In this case, evaluative aggression is a way to tell Sweeney and other women that their images and their bodies are not primarily about the women those images and bodies are attached to. Instead, evaluative aggression performatively insists that women’s bodies, and their existence in public space, is primarily about the pleasure, the attention, and the affect of men. It’s a kind of variation on Linda Mulvey’s gaze theory, except that instead of a film urging men to identify with (imaginary) male protagonists gazing on and possessing (imaginary) women, evaluative aggression creates a community of (unfortunately real) men who egg each other on to gaze on, and therefore possess, real women who dare to exist (or be visible) in the public sphere.
The analogy is also useful because it underlines the ways in which evaluative aggression links gaze to narrative. Specifically, it transforms the image of a woman into a story driven by, or about, men.
Sweeney hanging out in a bathing suit isn’t really about anyone else but her; she’s just living in her body and somebody snapped a picture. But evaluative aggression frames her body as a problem —a narrative conflict (or a Lacanian castration panic, if you prefer) which must be solved by men asserting themselves. Women existing is a challenge to a male order in which men are supposed to be the most existent things; men respond to that challenge by insisting that women exist only for male pleasure or displeasure.
All of which is to reiterate, again—the issue here isn’t really whether Sweeney, or any woman, is beautiful, or mid. The issue is that, in a range of contexts, men use the evaluation of women’s bodies—whether positive or negative—as a form of misogynist control. That tactic is somewhat more visible, perhaps, when it’s directed at a very visible, very celebrated woman like Sweeney. But evaluative aggression is ubiquitous and ugly, no matter whose body serves as a target.

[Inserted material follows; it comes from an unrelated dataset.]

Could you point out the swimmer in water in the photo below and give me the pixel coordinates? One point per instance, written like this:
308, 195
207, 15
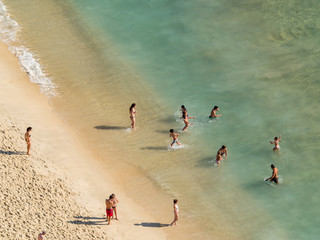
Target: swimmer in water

Existing for ourselves is the crime patriarchy is trying to punish. If she’s not posing for the pleasure of men, she’s out of line, and needs to be corrected. I wouldn’t want to live in a world without men, as I like a lot of them, but I’m done with misogyny. It’s not even a man problem- there are plenty of women who police women and uphold patriarchal power structures.
I agree completely about the power moves behind this kind of thing. It coincides with what I called "misogyny lite" and its effect on the election. How many people who claim to respect women, and do not actively hate them, thought "except in leadership roles" and at the least didn't vote at all.